Now keep in mind this guy has been repeatedly re-elected. How does a person serve that long in federal elected office (where laws pertaining to health and reproductive rights are forged, and his vote counts on all of them) with that level of ignorance, and how does a public keep electing someone, either not knowing how underinformed he is, or believing in the same nonsense?

So, in that regard, the holding of bizarre beliefs by higher-profile musicians we happen to know about shouldn't really surprise us. There's an awful lot of that going around.


*** Apologies to Stephen Colbert.


----------



## noman (Jul 24, 2006)

In regards to that Neanderthal Akin fool, just goes to show that many citizens are also ignorant if they keep electing a guy with such extreme beliefs! Another state that I don't have to visit!


----------



## mhammer (Nov 30, 2007)

Exactly. Mustaine, and many others, are simply one more person holding weird beliefs...except we happen to know about him because he plays pointy guitars really loud and fast. Of course, when we like someone for a different reason, we can either a) be terribly disappointed in them when they do something we DON'T like, or b) overlook their stupidity because the thing we like about them is important to us.

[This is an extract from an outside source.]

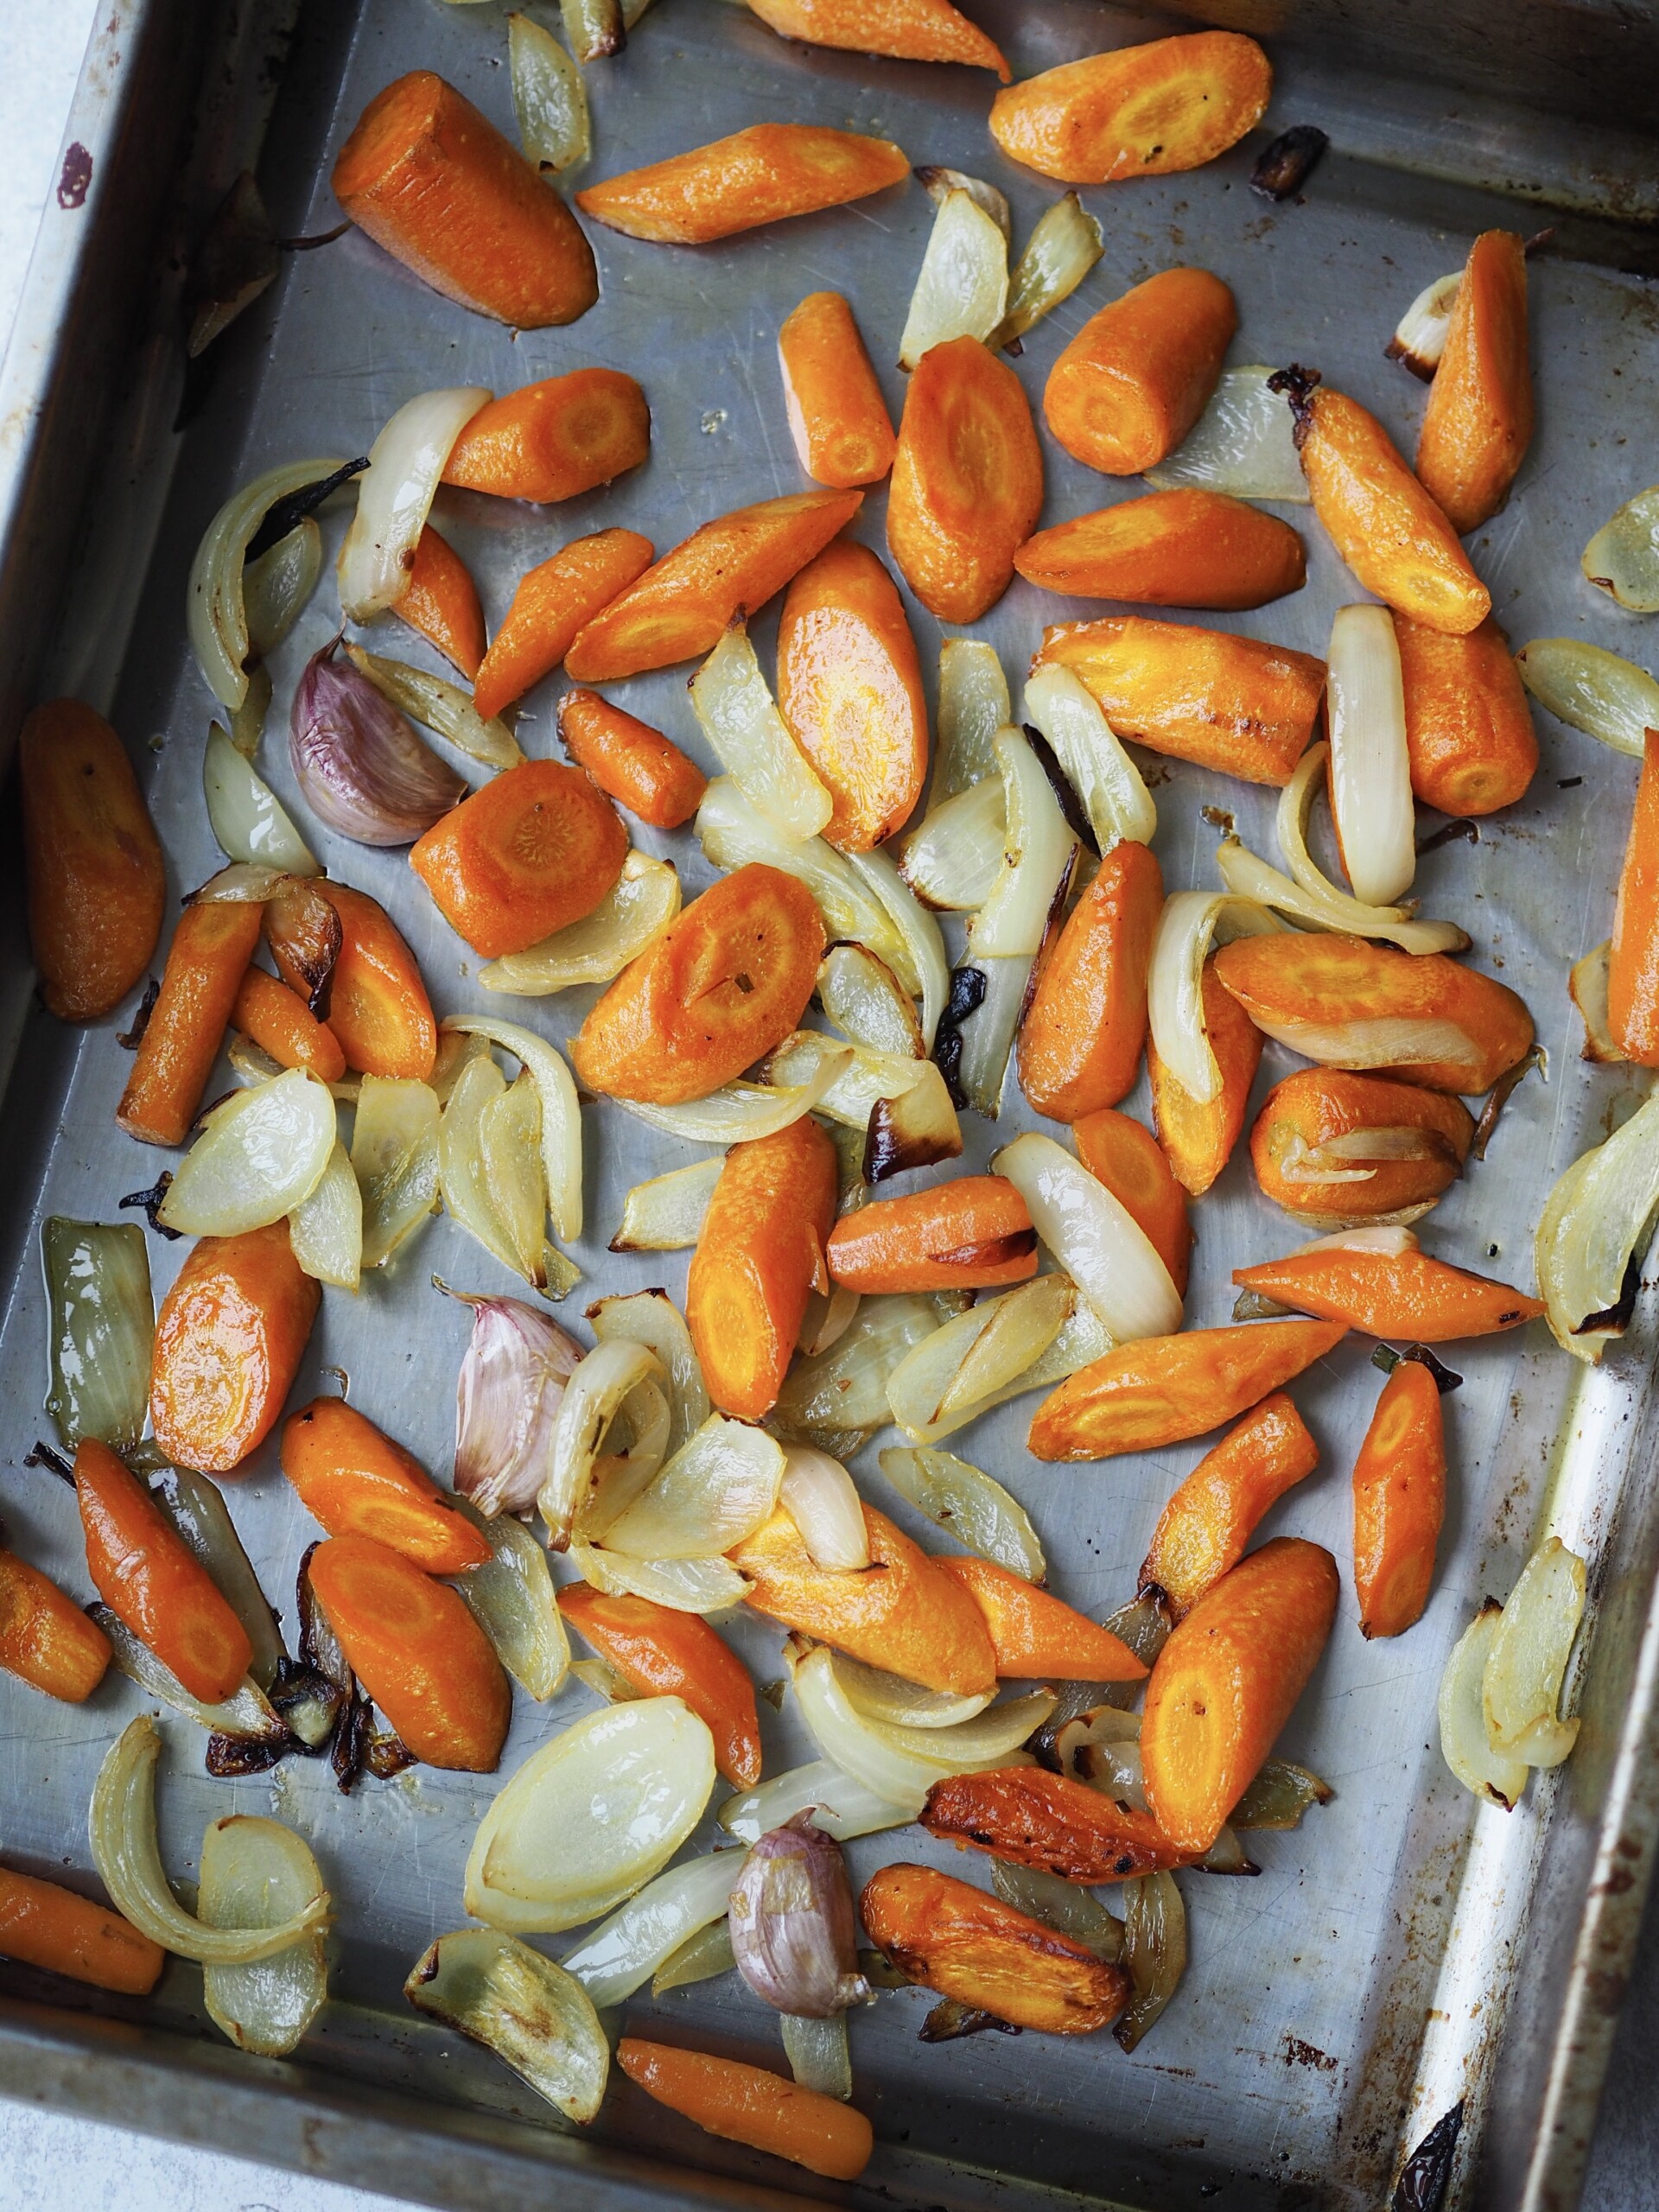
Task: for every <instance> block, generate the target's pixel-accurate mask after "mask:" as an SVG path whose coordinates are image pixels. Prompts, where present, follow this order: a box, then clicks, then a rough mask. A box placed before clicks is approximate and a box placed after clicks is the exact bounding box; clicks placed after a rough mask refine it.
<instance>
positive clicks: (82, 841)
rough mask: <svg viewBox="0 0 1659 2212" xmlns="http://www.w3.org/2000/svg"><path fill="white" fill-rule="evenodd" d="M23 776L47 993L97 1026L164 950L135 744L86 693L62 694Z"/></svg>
mask: <svg viewBox="0 0 1659 2212" xmlns="http://www.w3.org/2000/svg"><path fill="white" fill-rule="evenodd" d="M18 779H20V783H22V843H24V867H27V876H29V945H31V949H33V956H35V967H38V969H40V989H42V995H44V1000H46V1006H49V1009H51V1011H53V1013H55V1015H58V1018H60V1020H62V1022H93V1020H97V1015H102V1013H111V1011H113V1009H115V1006H117V1004H119V1002H122V1000H124V998H126V993H128V991H131V989H133V984H135V982H137V980H139V975H142V973H144V969H146V967H148V964H150V960H153V956H155V942H157V938H159V936H161V911H164V905H166V867H164V863H161V845H159V843H157V836H155V825H153V823H150V812H148V807H146V805H144V794H142V792H139V787H137V776H135V774H133V763H131V761H128V757H126V748H124V745H122V741H119V737H117V734H115V732H113V730H111V726H108V723H106V721H104V717H102V714H95V712H93V708H88V706H82V701H80V699H53V701H51V703H49V706H38V708H35V710H33V714H31V717H29V719H27V721H24V726H22V734H20V737H18Z"/></svg>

Case in point. Ted Nugent drives me up the fricking wall, across the ceiling and down the other side with his "political views". I'm not especially fond of his music or lyrical content. But I happened to spend an afternoon with him many years ago, and he was genuinely nice to me and my friend (who was seriously disfigured, and could have easily and understandably prompted a "Yeah, I'll catch up with you guys later. Nice meeting you" response from Nugent), and I know he has also gone out of his way for kids, so I bite my tongue and overlook the political stupidity. I suspect others here and elsewhere will experience a similar thing about Mustaine. Perhaps his music was important to them at a certain point int heir lives, and for that they will look the other way.


----------



## Accept2 (Jan 1, 2006)

From Alice:
"If you're listening to a rock star in order to get your information on who to vote for, you're a bigger moron than they are. Why are we rock stars? Because we're morons. We sleep all day, we play music at night and very rarely do we sit around reading the Washington Journal."


----------



## Hamstrung (Sep 21, 2007)

Accept2 said:


> From Alice:
> "If you're listening to a rock star in order to get your information on who to vote for, you're a bigger moron than they are. Why are we rock stars? Because we're morons. We sleep all day, we play music at night and very rarely do we sit around reading the Washington Journal."


"These words he speaks are true! We're all humanary stew!..."


----------